Lane, who was on the first NATA Ethics Committee, came in second in the 1970s NATA presidential election. He was also inducted into the NATA Hall of Fame in 1977. Even in retirement, Lane continues to give back to the association as a member of the newly formed Historical Commission.

With NATA 2015 in full swing, Lane reflects on his first NATA convention.
 
When did you attend your first NATA meeting?
In 1955, I attended my first national meeting in Lincoln, Nebraska, where I met [Warren Floogie Ariail, who was also inducted into the Hall of Fame in 1977].
 
What was the first meeting like? What was memorable about it?
Very small. There probably – including all the exhibitors and wives and children – weren’t 200 people at it. I developed a lot of lifelong professional and personal relationships out of that meeting. The national meeting back into the ’50s, and into the ’60s, somewhat, was a very family-oriented thing. It was the only way we could afford to take our wives on vacation. The school paid for it. Right along with that, because of national meetings, from the time I got married in ’58 until my kids were out of high school, our son and our daughter had managed to be in 42 different states before they graduated from high school because of the national meeting. My children still have friendships with the young people that they met in those national meetings.
 
How was the first meeting you attended different from current meetings?
The exhibitors were always important as we couldn’t of held the meeting without getting money from them to exhibit at the meetings.
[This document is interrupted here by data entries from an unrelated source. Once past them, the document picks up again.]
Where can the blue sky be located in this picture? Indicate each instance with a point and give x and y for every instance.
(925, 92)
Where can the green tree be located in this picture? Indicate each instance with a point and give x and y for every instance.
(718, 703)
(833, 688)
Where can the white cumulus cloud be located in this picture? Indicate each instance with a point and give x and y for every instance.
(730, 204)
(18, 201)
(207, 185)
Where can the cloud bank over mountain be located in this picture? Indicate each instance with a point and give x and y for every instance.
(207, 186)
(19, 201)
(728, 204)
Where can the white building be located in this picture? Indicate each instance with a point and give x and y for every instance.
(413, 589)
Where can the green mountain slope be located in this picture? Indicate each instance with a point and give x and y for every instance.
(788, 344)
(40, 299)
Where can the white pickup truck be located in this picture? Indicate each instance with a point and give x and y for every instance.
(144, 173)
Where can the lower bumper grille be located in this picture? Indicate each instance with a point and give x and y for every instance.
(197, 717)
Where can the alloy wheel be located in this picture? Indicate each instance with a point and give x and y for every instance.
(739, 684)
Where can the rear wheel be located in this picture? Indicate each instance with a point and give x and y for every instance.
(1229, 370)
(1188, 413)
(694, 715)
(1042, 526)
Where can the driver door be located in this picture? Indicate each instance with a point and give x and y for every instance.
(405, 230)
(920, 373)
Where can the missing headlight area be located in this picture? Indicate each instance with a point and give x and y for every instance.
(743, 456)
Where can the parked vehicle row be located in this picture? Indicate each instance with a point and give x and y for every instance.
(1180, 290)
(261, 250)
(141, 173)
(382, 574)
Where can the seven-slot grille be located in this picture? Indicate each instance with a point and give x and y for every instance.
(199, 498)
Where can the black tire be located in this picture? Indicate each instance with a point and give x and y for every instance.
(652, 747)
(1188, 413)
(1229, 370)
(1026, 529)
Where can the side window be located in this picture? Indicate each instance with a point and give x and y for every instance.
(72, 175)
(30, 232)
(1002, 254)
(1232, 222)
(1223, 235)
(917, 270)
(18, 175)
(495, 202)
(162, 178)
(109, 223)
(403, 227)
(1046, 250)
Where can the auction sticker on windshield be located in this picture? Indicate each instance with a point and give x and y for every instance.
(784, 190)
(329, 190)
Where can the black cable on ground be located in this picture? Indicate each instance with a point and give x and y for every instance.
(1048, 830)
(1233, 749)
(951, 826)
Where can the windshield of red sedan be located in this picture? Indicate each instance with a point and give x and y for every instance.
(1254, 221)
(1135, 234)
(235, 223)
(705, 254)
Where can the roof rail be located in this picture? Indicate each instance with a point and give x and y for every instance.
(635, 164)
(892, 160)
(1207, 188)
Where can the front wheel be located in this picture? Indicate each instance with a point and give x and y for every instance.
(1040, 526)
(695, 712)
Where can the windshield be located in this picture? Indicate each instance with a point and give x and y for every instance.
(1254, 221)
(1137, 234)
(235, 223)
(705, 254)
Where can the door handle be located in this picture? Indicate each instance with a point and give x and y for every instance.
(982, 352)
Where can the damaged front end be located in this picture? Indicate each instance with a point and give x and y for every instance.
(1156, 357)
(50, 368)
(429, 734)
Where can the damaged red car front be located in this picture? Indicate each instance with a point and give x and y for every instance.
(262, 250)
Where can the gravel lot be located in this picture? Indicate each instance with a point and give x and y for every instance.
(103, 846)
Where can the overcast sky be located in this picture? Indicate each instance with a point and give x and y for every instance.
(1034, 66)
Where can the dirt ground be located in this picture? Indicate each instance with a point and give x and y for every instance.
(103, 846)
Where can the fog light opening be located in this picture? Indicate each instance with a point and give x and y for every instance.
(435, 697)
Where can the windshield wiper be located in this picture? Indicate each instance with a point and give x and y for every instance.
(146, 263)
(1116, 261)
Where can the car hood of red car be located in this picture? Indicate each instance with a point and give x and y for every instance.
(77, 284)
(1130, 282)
The lectures and seminars at that time were basically talks by the athletic trainers and doctors who were friendly to athletic training, like Dr. [Mikey] O’Brien at [University of] Tennessee.   
 
What advice would you give convention newcomers, particularly students?
Basic advice I’d give to all of them –newcomers coming in who are students or newly certified athletic trainers – mainly is to listen to the older athletic trainers. … I also would tell the new athletic trainers, attend your lectures and listen and learn.  
 
Which convention was your favorite and why?

That’s a hard one. [The one in] ’55 I recall with some fondness because I was going into my first year as a head athletic trainer at North Texas so it was important to me to get to be known and to know other trainers. I hadn’t had that opportunity before then.
 
What do you look forward to the most at the convention?
Nowadays, I look forward to just to meet fellow athletic trainers, both old and new. The old ones, there’s not many of us left, and it’s always enjoyable to visit with them and find out what their kids are doing, and if they’re still married to the same [person].